Antara Ikan Tongkol, Mie Sure, & Aceh

Mie surè
Mie surè merupakan kuliner Aceh yang berasal dari Laweung, Pidie. Kini menyebar ke seluruh Aceh. Foto: Komparatif.ID/ Muhajir Juli.

Mie surè telah dijual di mana saja di Aceh. Tapi vibes-nya beda. Demikian juga Aceh, jangan tergerus vibes luar yang dibawa ke sini.

Dulu Negara Aceh sangat berkah. Air dan makanan sangat terjaga, ikan dan hasil laut tidak berlimpah, tetapi penuh berkah.

Di sepanjang pegunungan, tumbuh durian, langsat, manggis dan lainnya, sedangkan di pesisir, banyak tongkol dan bilis.

Baca: Harmoni Islam dan Pariwisata di Maladewa

Karena tongkol banyak dan murah, yang tidak habis dimasak, dikeringkan, kemudian dijemur menjadi keumamah, sekarang lebih dikenal dengan ikan kayu.

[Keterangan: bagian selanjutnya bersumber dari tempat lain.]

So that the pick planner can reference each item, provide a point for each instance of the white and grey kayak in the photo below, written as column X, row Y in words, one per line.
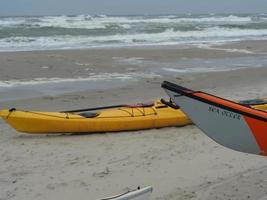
column 234, row 125
column 138, row 194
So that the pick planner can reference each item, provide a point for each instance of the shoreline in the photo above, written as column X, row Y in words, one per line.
column 180, row 163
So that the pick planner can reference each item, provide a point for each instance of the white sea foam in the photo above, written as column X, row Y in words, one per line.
column 91, row 77
column 86, row 31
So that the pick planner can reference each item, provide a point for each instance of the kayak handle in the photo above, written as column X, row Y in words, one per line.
column 170, row 104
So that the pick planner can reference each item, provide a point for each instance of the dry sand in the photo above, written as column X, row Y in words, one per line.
column 180, row 163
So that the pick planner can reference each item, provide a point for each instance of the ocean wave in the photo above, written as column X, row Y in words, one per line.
column 86, row 31
column 91, row 77
column 97, row 22
column 168, row 36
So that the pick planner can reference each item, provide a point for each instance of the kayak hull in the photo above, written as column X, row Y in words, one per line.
column 113, row 120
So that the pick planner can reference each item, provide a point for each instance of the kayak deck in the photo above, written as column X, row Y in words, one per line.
column 120, row 119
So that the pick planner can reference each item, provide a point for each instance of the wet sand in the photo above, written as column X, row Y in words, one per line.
column 180, row 163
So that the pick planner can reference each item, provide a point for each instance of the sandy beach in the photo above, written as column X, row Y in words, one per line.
column 178, row 162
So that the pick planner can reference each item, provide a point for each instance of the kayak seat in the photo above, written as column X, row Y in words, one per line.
column 89, row 114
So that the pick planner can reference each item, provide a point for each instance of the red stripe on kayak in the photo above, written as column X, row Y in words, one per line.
column 259, row 130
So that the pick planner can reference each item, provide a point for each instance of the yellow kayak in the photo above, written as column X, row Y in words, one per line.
column 126, row 118
column 123, row 118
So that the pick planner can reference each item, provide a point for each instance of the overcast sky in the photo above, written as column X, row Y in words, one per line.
column 124, row 7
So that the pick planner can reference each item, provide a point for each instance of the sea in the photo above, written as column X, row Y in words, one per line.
column 97, row 31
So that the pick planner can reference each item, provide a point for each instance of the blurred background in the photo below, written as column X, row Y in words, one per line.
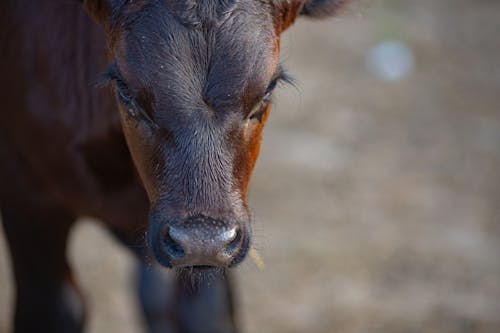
column 377, row 192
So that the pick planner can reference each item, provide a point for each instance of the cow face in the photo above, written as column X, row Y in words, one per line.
column 194, row 81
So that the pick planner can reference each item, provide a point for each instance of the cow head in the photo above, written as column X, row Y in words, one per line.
column 194, row 81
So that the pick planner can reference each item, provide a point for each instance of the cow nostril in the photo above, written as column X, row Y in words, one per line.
column 173, row 248
column 235, row 241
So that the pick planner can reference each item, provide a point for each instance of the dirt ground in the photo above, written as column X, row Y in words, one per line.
column 377, row 203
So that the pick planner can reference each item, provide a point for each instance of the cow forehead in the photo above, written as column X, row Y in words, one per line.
column 217, row 50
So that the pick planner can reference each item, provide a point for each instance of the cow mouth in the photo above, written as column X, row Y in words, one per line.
column 197, row 276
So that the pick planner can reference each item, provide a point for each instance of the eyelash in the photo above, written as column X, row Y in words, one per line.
column 259, row 109
column 128, row 101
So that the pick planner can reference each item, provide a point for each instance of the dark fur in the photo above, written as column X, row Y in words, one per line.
column 193, row 80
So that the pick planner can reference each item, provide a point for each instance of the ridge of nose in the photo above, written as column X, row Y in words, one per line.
column 203, row 242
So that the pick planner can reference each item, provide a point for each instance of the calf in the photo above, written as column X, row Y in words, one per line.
column 167, row 153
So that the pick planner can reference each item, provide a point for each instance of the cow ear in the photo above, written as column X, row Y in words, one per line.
column 322, row 8
column 289, row 10
column 99, row 10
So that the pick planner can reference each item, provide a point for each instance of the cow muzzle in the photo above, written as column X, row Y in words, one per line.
column 200, row 241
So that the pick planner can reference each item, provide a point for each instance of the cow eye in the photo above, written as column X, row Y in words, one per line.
column 260, row 108
column 123, row 93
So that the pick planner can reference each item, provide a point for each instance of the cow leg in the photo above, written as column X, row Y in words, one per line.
column 47, row 299
column 173, row 305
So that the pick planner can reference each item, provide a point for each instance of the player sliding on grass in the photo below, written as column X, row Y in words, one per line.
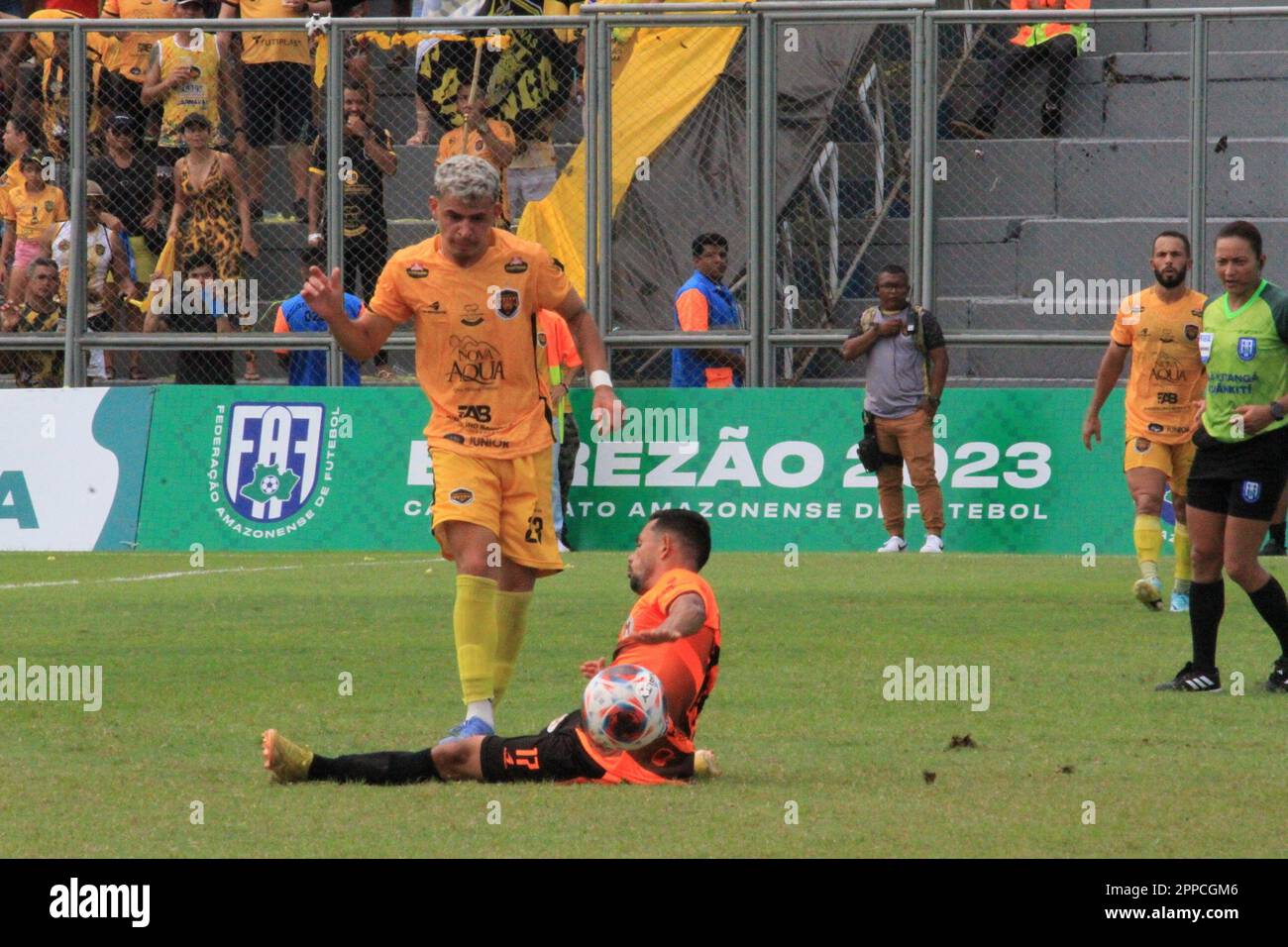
column 1241, row 458
column 673, row 630
column 473, row 292
column 1160, row 329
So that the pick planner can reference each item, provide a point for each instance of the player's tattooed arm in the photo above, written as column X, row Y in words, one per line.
column 686, row 617
column 1107, row 376
column 361, row 338
column 604, row 407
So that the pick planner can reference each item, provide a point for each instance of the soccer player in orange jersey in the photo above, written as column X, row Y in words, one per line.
column 1160, row 328
column 473, row 292
column 673, row 630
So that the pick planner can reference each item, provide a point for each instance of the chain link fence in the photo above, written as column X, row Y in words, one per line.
column 207, row 185
column 739, row 171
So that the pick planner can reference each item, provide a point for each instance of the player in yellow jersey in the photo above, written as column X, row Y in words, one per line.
column 473, row 292
column 1160, row 329
column 124, row 90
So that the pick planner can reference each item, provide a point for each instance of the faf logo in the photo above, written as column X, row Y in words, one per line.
column 270, row 468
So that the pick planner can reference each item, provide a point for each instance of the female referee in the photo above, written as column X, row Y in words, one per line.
column 1240, row 462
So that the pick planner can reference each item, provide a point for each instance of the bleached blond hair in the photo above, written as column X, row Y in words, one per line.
column 468, row 178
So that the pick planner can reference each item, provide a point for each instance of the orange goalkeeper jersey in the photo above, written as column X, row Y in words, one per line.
column 687, row 668
column 1166, row 369
column 481, row 357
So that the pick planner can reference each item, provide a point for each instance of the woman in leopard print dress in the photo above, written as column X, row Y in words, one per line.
column 211, row 211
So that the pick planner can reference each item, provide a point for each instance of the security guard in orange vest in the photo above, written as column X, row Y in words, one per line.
column 1055, row 43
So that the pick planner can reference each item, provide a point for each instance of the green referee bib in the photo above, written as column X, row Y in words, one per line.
column 1245, row 357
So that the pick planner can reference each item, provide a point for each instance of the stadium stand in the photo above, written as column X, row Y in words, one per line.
column 1076, row 204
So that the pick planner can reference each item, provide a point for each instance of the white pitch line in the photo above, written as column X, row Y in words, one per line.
column 156, row 577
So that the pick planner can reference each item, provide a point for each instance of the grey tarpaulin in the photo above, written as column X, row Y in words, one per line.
column 698, row 176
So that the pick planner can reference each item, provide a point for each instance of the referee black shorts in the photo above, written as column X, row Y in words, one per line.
column 553, row 755
column 1239, row 479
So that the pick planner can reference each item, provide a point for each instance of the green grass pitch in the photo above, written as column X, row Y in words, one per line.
column 194, row 667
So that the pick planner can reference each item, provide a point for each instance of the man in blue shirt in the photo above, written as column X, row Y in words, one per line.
column 700, row 304
column 308, row 367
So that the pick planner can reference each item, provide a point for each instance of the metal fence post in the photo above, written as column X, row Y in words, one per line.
column 604, row 197
column 1198, row 150
column 928, row 133
column 334, row 124
column 590, row 93
column 915, row 149
column 759, row 252
column 73, row 361
column 769, row 201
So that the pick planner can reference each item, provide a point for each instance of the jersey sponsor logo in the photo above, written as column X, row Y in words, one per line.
column 476, row 363
column 1167, row 369
column 1205, row 347
column 507, row 303
column 271, row 460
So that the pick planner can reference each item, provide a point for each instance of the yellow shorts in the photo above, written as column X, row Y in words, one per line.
column 510, row 497
column 1173, row 460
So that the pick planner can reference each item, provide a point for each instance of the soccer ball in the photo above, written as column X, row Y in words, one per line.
column 623, row 707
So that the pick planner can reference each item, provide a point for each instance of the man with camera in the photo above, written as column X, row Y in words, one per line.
column 907, row 368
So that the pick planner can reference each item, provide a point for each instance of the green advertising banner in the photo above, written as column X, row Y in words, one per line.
column 71, row 467
column 772, row 468
column 270, row 468
column 347, row 468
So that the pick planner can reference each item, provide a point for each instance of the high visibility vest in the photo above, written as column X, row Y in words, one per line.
column 1037, row 34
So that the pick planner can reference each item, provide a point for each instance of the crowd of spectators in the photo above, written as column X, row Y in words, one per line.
column 184, row 129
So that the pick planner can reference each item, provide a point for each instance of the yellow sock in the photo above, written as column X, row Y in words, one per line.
column 1147, row 534
column 1181, row 541
column 475, row 629
column 511, row 624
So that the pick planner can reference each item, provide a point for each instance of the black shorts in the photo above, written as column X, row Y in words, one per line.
column 1239, row 479
column 553, row 755
column 277, row 94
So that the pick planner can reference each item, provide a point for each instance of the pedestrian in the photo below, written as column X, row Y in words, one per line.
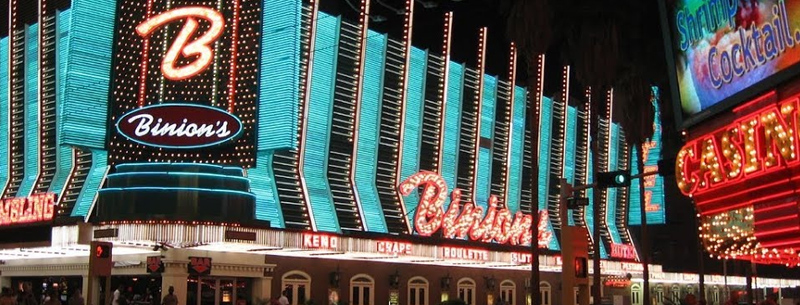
column 77, row 298
column 170, row 298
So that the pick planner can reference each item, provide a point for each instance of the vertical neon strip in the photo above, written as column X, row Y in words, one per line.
column 517, row 151
column 369, row 135
column 318, row 123
column 234, row 43
column 31, row 112
column 478, row 110
column 452, row 126
column 363, row 22
column 443, row 90
column 5, row 98
column 307, row 87
column 512, row 76
column 407, row 33
column 145, row 51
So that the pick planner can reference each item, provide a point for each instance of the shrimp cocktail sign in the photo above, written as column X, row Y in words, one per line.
column 182, row 125
column 467, row 220
column 722, row 47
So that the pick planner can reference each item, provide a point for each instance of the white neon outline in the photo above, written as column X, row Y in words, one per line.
column 407, row 31
column 181, row 44
column 302, row 147
column 512, row 76
column 448, row 28
column 479, row 109
column 362, row 54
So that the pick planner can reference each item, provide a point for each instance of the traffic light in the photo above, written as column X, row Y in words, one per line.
column 581, row 265
column 100, row 258
column 102, row 251
column 613, row 179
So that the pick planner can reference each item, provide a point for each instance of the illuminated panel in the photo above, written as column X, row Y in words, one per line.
column 291, row 188
column 16, row 110
column 341, row 158
column 280, row 74
column 655, row 208
column 611, row 198
column 63, row 153
column 483, row 175
column 4, row 96
column 31, row 126
column 452, row 126
column 517, row 145
column 263, row 185
column 412, row 134
column 47, row 96
column 368, row 132
column 545, row 149
column 83, row 120
column 94, row 180
column 314, row 153
column 557, row 143
column 570, row 153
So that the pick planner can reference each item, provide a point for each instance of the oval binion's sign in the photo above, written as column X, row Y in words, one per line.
column 180, row 126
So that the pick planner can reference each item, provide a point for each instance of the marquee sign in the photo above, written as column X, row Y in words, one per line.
column 497, row 224
column 180, row 126
column 27, row 210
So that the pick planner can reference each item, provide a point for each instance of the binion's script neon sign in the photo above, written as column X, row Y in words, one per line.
column 200, row 47
column 459, row 221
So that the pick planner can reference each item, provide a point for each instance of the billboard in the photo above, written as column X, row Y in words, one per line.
column 724, row 51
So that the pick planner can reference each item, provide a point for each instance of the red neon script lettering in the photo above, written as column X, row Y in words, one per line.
column 199, row 47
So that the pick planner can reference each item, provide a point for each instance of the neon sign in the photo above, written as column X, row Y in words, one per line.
column 183, row 126
column 26, row 210
column 394, row 247
column 623, row 251
column 320, row 241
column 465, row 254
column 469, row 221
column 200, row 48
column 758, row 143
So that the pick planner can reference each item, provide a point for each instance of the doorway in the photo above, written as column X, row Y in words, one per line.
column 219, row 291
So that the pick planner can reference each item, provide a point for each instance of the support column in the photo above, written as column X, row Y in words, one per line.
column 262, row 288
column 175, row 275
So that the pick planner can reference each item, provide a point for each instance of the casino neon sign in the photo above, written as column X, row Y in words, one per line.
column 755, row 145
column 496, row 224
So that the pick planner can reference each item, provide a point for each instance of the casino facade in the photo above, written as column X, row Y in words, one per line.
column 236, row 149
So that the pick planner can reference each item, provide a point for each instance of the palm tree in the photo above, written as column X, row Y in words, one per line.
column 592, row 42
column 528, row 26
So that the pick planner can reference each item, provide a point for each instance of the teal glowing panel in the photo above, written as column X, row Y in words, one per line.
column 452, row 126
column 262, row 184
column 654, row 185
column 63, row 152
column 484, row 166
column 279, row 74
column 4, row 105
column 84, row 117
column 517, row 150
column 369, row 133
column 31, row 110
column 545, row 139
column 611, row 195
column 94, row 180
column 320, row 109
column 590, row 209
column 569, row 152
column 411, row 144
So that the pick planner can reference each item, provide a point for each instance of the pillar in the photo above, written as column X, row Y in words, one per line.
column 175, row 275
column 262, row 288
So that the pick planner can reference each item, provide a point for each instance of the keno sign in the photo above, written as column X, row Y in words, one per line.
column 180, row 126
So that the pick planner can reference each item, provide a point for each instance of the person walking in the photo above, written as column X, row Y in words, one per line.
column 170, row 298
column 76, row 299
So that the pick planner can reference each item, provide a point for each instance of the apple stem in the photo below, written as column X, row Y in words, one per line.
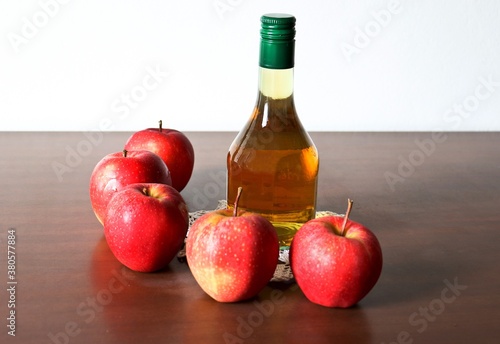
column 346, row 216
column 238, row 195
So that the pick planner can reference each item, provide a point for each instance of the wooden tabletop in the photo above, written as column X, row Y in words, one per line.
column 432, row 199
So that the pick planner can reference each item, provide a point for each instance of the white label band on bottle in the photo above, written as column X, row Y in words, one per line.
column 276, row 83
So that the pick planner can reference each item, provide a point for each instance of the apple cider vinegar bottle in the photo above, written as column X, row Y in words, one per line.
column 273, row 158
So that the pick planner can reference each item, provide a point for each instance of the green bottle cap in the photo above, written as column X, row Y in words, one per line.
column 277, row 44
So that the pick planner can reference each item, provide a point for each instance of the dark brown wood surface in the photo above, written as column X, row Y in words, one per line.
column 432, row 200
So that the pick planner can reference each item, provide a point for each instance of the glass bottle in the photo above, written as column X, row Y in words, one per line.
column 273, row 158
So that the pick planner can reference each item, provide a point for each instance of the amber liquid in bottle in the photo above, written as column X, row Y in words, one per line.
column 274, row 159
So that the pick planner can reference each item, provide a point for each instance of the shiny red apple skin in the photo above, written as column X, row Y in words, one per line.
column 232, row 258
column 116, row 170
column 146, row 225
column 173, row 147
column 334, row 270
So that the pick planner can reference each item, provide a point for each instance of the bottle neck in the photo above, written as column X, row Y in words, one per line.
column 276, row 83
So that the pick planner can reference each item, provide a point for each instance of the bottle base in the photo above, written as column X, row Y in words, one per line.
column 286, row 231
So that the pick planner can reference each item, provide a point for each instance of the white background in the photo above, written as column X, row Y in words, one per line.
column 360, row 65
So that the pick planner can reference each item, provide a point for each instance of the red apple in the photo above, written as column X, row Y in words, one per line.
column 335, row 261
column 172, row 146
column 232, row 255
column 117, row 170
column 146, row 225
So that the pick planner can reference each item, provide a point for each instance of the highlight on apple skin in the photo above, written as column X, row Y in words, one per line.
column 146, row 225
column 335, row 261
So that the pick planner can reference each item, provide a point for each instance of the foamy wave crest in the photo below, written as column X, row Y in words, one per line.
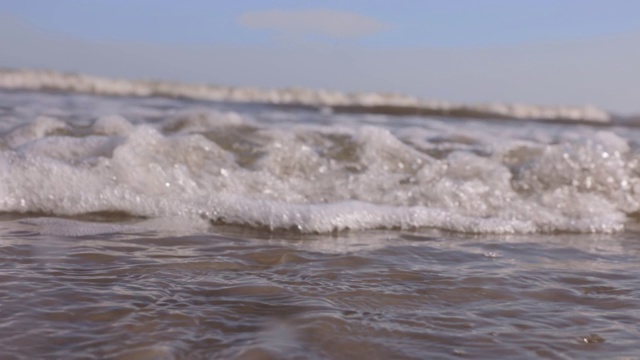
column 331, row 100
column 225, row 167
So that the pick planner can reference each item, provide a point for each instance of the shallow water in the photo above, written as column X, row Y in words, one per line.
column 242, row 294
column 160, row 229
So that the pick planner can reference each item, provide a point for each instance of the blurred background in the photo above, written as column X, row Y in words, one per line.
column 548, row 52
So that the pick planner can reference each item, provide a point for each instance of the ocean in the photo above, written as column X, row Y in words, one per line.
column 148, row 227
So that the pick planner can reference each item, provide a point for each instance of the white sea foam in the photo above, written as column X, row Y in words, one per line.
column 325, row 100
column 256, row 169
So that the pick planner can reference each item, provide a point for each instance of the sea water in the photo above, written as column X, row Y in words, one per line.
column 161, row 228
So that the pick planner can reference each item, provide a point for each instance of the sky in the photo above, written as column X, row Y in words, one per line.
column 555, row 52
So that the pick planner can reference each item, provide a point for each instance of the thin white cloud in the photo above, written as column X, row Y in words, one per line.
column 331, row 23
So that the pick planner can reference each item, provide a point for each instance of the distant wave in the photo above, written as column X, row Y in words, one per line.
column 43, row 80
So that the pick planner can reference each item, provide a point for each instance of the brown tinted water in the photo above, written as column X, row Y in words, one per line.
column 236, row 293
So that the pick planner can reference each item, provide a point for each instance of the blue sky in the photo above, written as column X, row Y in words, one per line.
column 537, row 51
column 417, row 23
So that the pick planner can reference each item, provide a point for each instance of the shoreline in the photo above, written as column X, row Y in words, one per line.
column 332, row 101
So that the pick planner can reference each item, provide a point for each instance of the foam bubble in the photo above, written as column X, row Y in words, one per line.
column 227, row 167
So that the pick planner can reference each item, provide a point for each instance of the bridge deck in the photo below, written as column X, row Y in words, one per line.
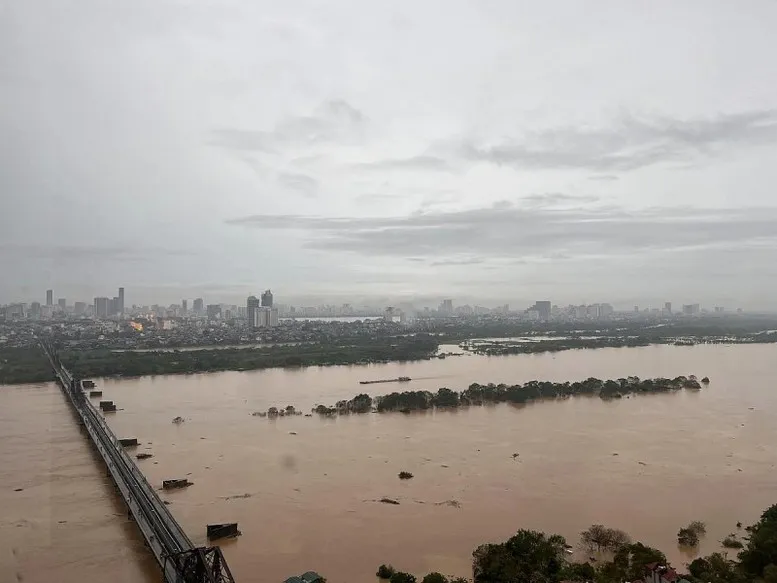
column 180, row 561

Bilis juga dikeringkan, menjadi karèng, atau ikan teri.

Semua rumah dulu punya simpanan keumamah dan karéng, sebagai ketahanan pangan masyarakat.

Dengan sedikit sentuhan, tongkol dan bilis menjadi tahan lama, dan sekarang keumamah dengan karéng cukup mahal harganya.

Di musim banyak ikan, selain dibuat keumamah, tongkol juga kemudian dimasak dengan mie. Kami mengenalnya, mie surè. Mie ikan tongkol, dengan ikan dibawa masing-masing sendiri ke kedai.

sekarang mie surè sering dilekatkan dengan Laweung, daerah yang mempunyai kedai mie surè terbanyak di Aceh.

Karena enaknya, mie surè sudah menjadi khas dan menyebar di Aceh, dan kita tidak perlu lagi membawa ikan sendiri. Kedai mie sudah menyiapkan ikan.

Karena berasal dari Laweueng, tentu saya suka mie ikan tongkol. Anak-anak yang lahir di Banda Aceh, juga sangat suka mie surè, ikut Baba mereka.

Kalau pulang ke kampung di hari raya atau di kesempatan lain, kami selalu singgah makan mie tersebut di kedai langganan.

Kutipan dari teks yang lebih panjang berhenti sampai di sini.